= Zoran M. Nikolić =

Zoran M. Nikolić (Зоран M. Николић; born 12 June 1967) is a politician in Serbia. He was a member of the National Assembly of Serbia on an almost uninterrupted basis from 2001 to 2012, serving with the Democratic Party of Serbia (Demokratska stranka Srbije, DSS).

==Private career==
Nikolić is a forestry engineer. He lives in Šabac.

==Politician==
=== Democratic Opposition of Serbia administration (2000–04) ===
The DSS contested the 2000 Serbian parliamentary election as part of the Democratic Opposition of Serbia (Demokratska opozicija Srbije, DOS), a broad and ideologically diverse coalition of parties opposed to Slobodan Milošević's administration. Nikolić was given the 168th position on the DOS's electoral list and was awarded a mandate when the coalition won a landslide victory with 176 out of 250 seats. (From 2000 to 2011, mandates in Serbian parliamentary elections were awarded to sponsoring parties or coalitions rather than to individual candidates, and it was common practice for the mandates to be distributed out of numerical order. Nikolić was not automatically elected by virtue of his list position, though he was included in his party's delegation all the same.) In his first term, Nikolić was a member of the committee on agriculture and water management.
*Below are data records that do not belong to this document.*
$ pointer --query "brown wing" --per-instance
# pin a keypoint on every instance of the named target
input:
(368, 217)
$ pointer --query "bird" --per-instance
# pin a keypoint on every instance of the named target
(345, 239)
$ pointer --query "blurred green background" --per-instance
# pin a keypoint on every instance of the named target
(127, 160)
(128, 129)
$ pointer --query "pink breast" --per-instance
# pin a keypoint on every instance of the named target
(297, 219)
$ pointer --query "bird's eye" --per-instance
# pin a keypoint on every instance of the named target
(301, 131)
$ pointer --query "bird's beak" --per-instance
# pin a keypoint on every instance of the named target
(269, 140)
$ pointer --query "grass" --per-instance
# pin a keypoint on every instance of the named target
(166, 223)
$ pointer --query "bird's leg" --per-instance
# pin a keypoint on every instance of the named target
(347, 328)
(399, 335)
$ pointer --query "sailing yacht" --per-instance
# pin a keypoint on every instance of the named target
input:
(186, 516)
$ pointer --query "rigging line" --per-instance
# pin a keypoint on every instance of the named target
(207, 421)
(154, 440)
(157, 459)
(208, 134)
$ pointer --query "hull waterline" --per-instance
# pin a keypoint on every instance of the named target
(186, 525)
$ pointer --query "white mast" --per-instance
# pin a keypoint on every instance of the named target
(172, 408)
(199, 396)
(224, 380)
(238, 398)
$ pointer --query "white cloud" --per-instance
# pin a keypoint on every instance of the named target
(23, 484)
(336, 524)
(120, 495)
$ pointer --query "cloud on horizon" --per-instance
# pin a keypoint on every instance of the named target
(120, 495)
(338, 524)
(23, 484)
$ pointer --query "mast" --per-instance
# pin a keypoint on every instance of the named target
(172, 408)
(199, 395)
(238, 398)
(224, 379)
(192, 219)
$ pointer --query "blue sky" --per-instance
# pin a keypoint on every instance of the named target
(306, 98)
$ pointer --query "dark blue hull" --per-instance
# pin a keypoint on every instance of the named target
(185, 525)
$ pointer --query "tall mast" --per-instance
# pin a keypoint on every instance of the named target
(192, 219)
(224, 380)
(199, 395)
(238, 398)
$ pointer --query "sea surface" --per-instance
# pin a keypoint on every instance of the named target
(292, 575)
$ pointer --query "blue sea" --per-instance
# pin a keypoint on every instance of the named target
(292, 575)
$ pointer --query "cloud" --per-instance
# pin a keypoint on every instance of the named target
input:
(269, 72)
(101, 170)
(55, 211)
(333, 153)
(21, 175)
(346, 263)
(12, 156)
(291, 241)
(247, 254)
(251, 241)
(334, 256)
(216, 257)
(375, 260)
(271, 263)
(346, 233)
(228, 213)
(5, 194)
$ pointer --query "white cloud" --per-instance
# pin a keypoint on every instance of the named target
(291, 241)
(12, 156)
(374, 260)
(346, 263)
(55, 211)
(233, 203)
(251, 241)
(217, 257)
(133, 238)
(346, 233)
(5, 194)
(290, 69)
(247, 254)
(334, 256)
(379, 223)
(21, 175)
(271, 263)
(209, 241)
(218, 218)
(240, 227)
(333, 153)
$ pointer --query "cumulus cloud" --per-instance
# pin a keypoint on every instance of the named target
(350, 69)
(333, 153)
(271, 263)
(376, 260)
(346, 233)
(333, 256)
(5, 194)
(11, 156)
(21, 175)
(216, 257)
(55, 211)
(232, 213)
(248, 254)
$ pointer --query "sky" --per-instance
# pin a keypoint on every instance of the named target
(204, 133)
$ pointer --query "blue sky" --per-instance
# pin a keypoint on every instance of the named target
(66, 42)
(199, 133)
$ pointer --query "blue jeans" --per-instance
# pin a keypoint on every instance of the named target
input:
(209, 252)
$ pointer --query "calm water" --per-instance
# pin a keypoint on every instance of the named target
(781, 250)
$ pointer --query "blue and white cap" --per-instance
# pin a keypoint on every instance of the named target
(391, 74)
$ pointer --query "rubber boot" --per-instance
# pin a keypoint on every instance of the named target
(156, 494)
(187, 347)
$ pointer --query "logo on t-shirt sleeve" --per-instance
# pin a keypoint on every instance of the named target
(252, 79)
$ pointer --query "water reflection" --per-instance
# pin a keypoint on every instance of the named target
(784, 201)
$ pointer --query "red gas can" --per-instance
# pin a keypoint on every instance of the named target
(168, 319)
The DSS became estranged from other DOS parties after the 2000 election and left the alliance in mid-2002 to join the opposition. The parliamentary mandates of several DSS members, including Nikolić, were nullified at the discretion of the DOS on 12 June 2002, although this decision was subsequently revoked and the mandates restored.

=== Koštunica administrations (2004–08) ===
Nikolić was given the ninety-first position on the DSS's list in the 2003 Serbian parliamentary election and was not initially given a mandate when the list won fifty-three seats. By virtue of its performance in the election, the DSS won the right to appoint twenty members to the federal Assembly of Serbia and Montenegro, and on 12 February 2004 Nikolić was given a new mandate in the national assembly to replace a colleague who had received a federal seat. The DSS emerged as the dominant party in Serbia's new coalition government following the election, with party leader Vojislav Koštunica serving as prime minister; Nikolić served as a supporter of the administration and was a member of the committee for relations with Serbs outside Serbia, the committee for development and international relations with foreign countries, and the committee for privatization.
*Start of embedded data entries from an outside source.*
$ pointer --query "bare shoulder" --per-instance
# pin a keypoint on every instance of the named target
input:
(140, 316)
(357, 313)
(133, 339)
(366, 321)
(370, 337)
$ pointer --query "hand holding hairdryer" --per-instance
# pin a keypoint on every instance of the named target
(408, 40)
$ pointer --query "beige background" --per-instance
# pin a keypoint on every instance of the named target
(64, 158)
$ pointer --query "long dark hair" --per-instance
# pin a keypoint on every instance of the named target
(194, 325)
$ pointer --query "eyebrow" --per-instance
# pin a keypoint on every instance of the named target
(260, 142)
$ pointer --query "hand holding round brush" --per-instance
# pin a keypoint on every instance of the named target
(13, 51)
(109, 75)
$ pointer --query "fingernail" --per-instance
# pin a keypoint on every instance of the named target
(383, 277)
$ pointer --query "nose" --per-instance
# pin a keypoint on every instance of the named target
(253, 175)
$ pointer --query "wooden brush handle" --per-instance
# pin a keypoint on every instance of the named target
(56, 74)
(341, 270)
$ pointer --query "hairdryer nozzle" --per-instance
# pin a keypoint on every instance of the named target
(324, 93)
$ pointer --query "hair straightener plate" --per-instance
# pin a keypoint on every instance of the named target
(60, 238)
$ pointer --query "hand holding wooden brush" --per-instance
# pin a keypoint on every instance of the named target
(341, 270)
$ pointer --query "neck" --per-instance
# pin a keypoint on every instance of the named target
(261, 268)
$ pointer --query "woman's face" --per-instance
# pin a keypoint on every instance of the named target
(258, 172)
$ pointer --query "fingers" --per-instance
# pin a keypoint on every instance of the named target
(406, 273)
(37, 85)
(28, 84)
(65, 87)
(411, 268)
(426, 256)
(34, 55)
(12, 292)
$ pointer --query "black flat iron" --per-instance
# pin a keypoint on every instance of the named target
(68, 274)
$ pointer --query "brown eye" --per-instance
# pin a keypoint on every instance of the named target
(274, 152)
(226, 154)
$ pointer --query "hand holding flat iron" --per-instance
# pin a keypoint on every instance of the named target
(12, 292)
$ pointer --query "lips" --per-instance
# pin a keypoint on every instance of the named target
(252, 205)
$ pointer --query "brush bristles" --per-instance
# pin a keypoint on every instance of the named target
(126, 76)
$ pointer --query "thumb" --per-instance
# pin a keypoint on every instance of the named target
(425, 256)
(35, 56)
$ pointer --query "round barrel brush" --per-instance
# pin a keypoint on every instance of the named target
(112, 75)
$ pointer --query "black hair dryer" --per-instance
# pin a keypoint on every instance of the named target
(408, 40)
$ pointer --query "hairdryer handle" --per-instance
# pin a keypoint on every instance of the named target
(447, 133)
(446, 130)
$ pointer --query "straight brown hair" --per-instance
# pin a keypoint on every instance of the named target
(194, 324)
In the 2007 parliamentary election, Nikolić was given the sixty-second position on a combined DSS–New Serbia (Nova Srbija, NS) list and was given a mandate for a third term when the list won forty-seven seats. The DSS formed an unstable government with the rival Democratic Party (Demokratska stranka, DS) and G17 Plus after the election with Koštunica again in the role of prime minister. Nikolić once again served as a government supporter and was a member of the committee for industry and the committee for agriculture.

=== Cvetković administration (2008–12) ===
The DSS–DS alliance fell apart in early 2008, and a new election was called for May of that year. The DSS once again contested the election with New Serbia; Nikolić received the thirty-eighth position on their combined list and was again selected for a mandate when the list won thirty seats. The overall results of the election were inconclusive, but the DS-led For a European Serbia alliance ultimately formed a coalition government with the Socialist Party of Serbia (Socijalistička partija Srbije, SPS), and the DSS served in opposition. In his last term, Nikolić was a member of the agriculture committee and the committee for relations with Serbs outside Serbia, as well as being a member of Serbia's parliamentary friendship group with Australia.

Serbia's electoral system was reformed in 2011, such that mandates were awarded to candidates on successful lists in numerical order. Nikolić received the thirty-second position on the DSS list and was not re-elected when the party won twenty-one seats.

==Since 2012==
In 2018, Nikolić criticized the Šabac municipal government for cancelling the Vinaver's Days of European Culture event and expressed skepticism about the activities of the Stanislav Vinaver Foundation.